Red Cross opens door to more gay and bisexual men to donate blood

Red Cross broadens blood donation policy to include more gay, bisexual men

Red Cross broadens blood donation policy to include more gay, bisexual men

Following policy changes in the spring, the American Red Cross is ready to welcome many more gay and bisexual men to donate blood.

Monday started a new, more inclusive, chapter for the Red Cross as a person’s sexual orientation will no longer be a factor to determine blood donation eligibility.

“[The] Red Cross believes this is one of the most significant changes in blood donor, blood banking history,” Sue Thesenga, with the American Red Cross, said.

“We’ve worked for decades with the FDA and our other blood partners in the industry to make this change,” Thesenga added.

In May, the Food and Drug Administration (FDA) made the policy change, writing it “finalized recommendations for assessing blood donor eligibility using a set of individual risk-based questions to reduce the risk of transfusion-transmitted HIV. These questions will be the same for every donor, regardless of sexual orientation, sex or gender.”

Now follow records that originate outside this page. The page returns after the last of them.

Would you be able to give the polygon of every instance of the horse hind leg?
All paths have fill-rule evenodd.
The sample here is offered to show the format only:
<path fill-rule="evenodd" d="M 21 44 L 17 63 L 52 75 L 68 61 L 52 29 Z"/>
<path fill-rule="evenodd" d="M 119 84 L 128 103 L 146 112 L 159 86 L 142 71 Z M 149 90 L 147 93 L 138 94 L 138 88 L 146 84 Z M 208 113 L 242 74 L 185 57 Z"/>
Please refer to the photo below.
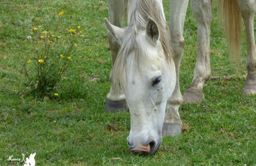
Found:
<path fill-rule="evenodd" d="M 246 34 L 248 74 L 244 92 L 246 94 L 256 94 L 256 46 L 253 27 L 256 3 L 249 0 L 239 0 L 237 2 L 242 13 Z"/>
<path fill-rule="evenodd" d="M 192 0 L 192 11 L 198 27 L 198 49 L 194 78 L 191 84 L 185 90 L 184 102 L 202 102 L 204 99 L 203 87 L 211 76 L 210 31 L 212 20 L 211 0 Z"/>
<path fill-rule="evenodd" d="M 182 132 L 182 123 L 179 114 L 179 108 L 183 100 L 179 84 L 179 68 L 184 52 L 182 31 L 188 4 L 188 0 L 170 0 L 170 32 L 177 79 L 175 88 L 166 105 L 162 131 L 163 135 L 175 136 L 180 135 Z"/>
<path fill-rule="evenodd" d="M 124 1 L 108 0 L 108 4 L 109 22 L 116 26 L 122 27 L 124 7 Z M 119 50 L 120 45 L 109 31 L 108 31 L 107 34 L 112 54 L 112 66 L 113 66 Z M 111 75 L 111 74 L 110 74 L 110 75 Z M 127 107 L 124 93 L 122 91 L 116 92 L 116 91 L 113 89 L 113 87 L 111 87 L 109 92 L 107 95 L 105 110 L 106 112 L 116 112 L 127 109 Z"/>

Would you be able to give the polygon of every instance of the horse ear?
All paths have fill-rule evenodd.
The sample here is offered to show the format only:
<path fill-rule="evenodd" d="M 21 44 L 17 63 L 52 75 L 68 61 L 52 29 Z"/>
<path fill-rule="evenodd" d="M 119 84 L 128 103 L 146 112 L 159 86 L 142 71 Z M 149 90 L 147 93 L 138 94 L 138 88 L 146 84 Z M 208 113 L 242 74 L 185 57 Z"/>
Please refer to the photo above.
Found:
<path fill-rule="evenodd" d="M 121 44 L 122 42 L 123 41 L 125 30 L 123 28 L 112 25 L 106 18 L 105 24 L 108 29 L 110 31 L 112 35 L 117 40 L 119 44 Z"/>
<path fill-rule="evenodd" d="M 148 17 L 146 33 L 147 35 L 152 39 L 154 42 L 156 42 L 158 40 L 159 38 L 159 31 L 156 22 L 150 17 Z"/>

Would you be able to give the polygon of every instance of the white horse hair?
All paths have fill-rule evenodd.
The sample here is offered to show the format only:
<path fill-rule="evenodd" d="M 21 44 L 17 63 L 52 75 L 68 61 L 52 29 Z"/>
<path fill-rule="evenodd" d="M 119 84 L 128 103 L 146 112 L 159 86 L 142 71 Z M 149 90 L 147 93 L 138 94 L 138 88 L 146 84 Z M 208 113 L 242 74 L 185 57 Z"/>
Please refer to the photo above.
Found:
<path fill-rule="evenodd" d="M 169 1 L 170 34 L 165 27 L 162 0 L 108 1 L 110 22 L 106 21 L 106 25 L 113 68 L 106 110 L 126 109 L 127 102 L 131 121 L 127 142 L 135 153 L 151 154 L 160 145 L 162 134 L 181 133 L 180 105 L 183 101 L 202 102 L 204 86 L 211 75 L 212 0 L 191 0 L 192 11 L 198 24 L 198 55 L 193 80 L 183 97 L 180 91 L 179 67 L 184 52 L 182 32 L 189 1 Z M 253 31 L 256 1 L 219 0 L 218 8 L 230 58 L 234 58 L 234 62 L 239 61 L 241 20 L 243 19 L 248 54 L 244 92 L 256 94 Z M 125 13 L 128 27 L 123 29 Z"/>

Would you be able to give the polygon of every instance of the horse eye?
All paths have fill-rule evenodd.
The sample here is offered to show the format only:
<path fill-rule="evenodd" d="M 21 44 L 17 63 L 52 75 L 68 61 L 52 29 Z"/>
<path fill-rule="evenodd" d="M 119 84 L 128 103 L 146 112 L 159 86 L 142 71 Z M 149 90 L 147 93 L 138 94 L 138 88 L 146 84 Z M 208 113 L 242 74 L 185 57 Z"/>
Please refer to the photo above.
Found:
<path fill-rule="evenodd" d="M 156 79 L 153 80 L 152 86 L 156 86 L 161 82 L 161 76 L 157 77 Z"/>

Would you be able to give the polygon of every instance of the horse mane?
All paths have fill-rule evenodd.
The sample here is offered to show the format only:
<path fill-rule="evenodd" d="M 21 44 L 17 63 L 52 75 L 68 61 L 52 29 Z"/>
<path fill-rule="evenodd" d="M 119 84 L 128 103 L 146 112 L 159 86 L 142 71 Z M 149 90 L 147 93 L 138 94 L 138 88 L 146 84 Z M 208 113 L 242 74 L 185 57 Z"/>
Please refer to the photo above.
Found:
<path fill-rule="evenodd" d="M 125 35 L 115 62 L 111 72 L 112 86 L 116 93 L 122 93 L 122 75 L 125 68 L 126 59 L 132 51 L 134 51 L 134 61 L 137 68 L 141 64 L 149 66 L 154 63 L 160 66 L 160 57 L 150 57 L 143 54 L 145 48 L 141 47 L 139 33 L 146 30 L 148 18 L 152 18 L 157 24 L 159 31 L 159 40 L 162 45 L 165 58 L 169 66 L 173 61 L 170 34 L 166 26 L 163 5 L 156 0 L 128 1 L 127 22 L 129 26 L 125 28 Z M 159 66 L 160 67 L 160 66 Z"/>

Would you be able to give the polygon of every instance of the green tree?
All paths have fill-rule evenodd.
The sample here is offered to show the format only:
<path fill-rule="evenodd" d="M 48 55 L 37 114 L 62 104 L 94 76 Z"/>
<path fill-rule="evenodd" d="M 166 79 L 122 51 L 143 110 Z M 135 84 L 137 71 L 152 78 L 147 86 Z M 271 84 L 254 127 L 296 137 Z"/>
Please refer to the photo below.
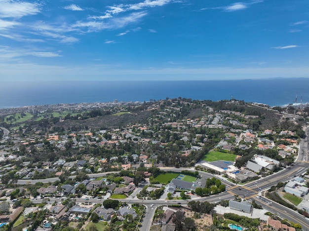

A blanket ban on blood donations from gay men began in the 1980s in response to the HIV and Aids crisis. The policy did relax in recent years, but it hasn’t had this significant of a change. Now, gay and bisexual men in monogamous relationships can donate without abstaining from sex, as long as they test HIV negative and are practicing safe sex.

For many, this policy change is overdue and welcomed.

“The last time I was able to give [blood] was probably like in high school,” Wes Milla, of St. Paul, said.

Milla, a gay man and also a nurse, hasn’t been able to give blood in years.

“It was very frustrating for a long time, just not being able to not being able to help my patients in that way,” Milla added.

While helping with the overall blood supply, Milla said this will also have a deeper and meaningful impact.

“I think the awareness around it, and the fact that stigma as hopefully, I don’t know if I’d say taken away completely, but at least diminished [is] a big step forward,” Milla said.

In a statement, another major donation center, Memorial Blood Centers (MBC), wrote in part: “For decades, we have strongly advocated for scientifically-based changes to the FDA policies about men who have sex with men (MSM) and we applaud the FDA’s final guidance that establishes a blood donor screening process based on Individual Donor Assessment, not sexual or gender identity.”

MBC says it expects to be able to welcome this group of new donors on September 25, 2023.